How simple is it to swap from a T25 to a GT28RS? The car is a NX with a SR20DET, no other mods except for S3 cams. 

I assume the turbo footprint is the same (T25) - so I could possibly use the same manifold. I also have a S13 manifold if needed. I plan on ditching the top mount IC in favor of a FMIC.

The car's purpose is track trials - so I need something that can handle 20-25min of track time abuse.

Tips on what I need would be much appreciated.


----------



## shingouki1 (Feb 11, 2004)

all you need is a front mount and you are set. the gt28rs aka "disco potato" bolts right up to the Bluebird/avenir manifold.


----------



## wes (Apr 30, 2002)

Save the WG bracket from your T25 as you will have to use it on your new setup. Also if you have a bluebird manifold you will have a hard time fitting the turbo. The T25 manifolds place the turbo too close to the block and the larger compressor housing on the GT28RS will hit the block. I recommend you pick up a GTi-R manifold as it will gave you the space you need to bolt it in place, everything else shold work just fine. 

You will also have to re-do the turbo inlet and outlet as the GT28RS uses a larger intake and botht he inlet are machined to accept a coupler rather than using a flange.


----------



## Sunny J Reg (Apr 30, 2002)

Thanks for the good input. I was hoping to use the BB manifold and J-pipe, but it's looking like this wont work unless I modify the wastegate bracket. And even then, the compressor housing may touch the block.

I also assume I'm going to have to upgrade the 370cc to either 440's or 50lbs. And this means a larger MAF, new JWT chipped ECU, etc, etc.

Do you know how far you can take the stock MAF - ballpark TQ range (if thats applicable).
Keeping the boost b/w 7 and 9psi, the 370cc's with a FPR and stock MAF may work.


----------



## wes (Apr 30, 2002)

I would certainly upgrade to larger injectors and MAF. Otherwise the GT28RS is really of no use to you as you will not take advantage of the power potential. The T25 already has awesome response, so the response of the GT28RS will not be much of an upgrade either. The only benefit will be slightly more power at less boost and at the cost of nearly maxing out your MAF and injectors.


----------



## spdracerUT (Jun 11, 2002)

Joe! Holy crap!

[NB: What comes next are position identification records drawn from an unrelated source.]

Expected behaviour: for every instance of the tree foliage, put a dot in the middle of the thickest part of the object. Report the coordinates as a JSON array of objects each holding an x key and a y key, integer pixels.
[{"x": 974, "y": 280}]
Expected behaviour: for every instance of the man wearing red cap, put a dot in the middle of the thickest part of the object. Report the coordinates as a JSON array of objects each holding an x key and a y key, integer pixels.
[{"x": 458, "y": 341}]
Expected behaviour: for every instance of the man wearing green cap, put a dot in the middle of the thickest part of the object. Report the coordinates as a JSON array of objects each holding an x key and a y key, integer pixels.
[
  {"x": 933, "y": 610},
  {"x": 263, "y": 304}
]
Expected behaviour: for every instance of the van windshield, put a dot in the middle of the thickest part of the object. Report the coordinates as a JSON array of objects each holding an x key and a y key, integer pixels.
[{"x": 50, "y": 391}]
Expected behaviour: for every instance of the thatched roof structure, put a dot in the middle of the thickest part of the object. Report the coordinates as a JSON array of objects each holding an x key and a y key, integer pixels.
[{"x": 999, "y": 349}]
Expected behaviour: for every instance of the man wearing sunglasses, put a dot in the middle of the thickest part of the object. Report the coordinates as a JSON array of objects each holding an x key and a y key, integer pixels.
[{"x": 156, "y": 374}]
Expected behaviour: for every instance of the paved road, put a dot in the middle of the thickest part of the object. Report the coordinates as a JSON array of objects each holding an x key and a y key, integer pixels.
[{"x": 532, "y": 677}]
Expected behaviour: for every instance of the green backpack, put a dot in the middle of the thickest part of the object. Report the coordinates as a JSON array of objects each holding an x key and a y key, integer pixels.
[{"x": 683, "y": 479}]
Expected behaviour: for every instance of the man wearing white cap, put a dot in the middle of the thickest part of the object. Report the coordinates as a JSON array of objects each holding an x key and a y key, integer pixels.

Haven't seen you in about... 8 years? 

Anyways, with the basic t25, S3 cams, 370cc, stock MAF setup, the injectors and MAF max out around 9 psi. I had that setup and turned it up to 10psi and maxxed out both and got some nice little pinging noises.

If you upgrade to the gt28rs, I'd go for the 555cc injectors, and the bigger MAF of your choice. 12psi with the 9.5 CR should be pretty safe on 93 octane, and that should be good for about 290-300whp. Dump in some higher octane, and it should put down around 325whp with a few more psi of boost.

Glad to see you're still around!

Khiem


----------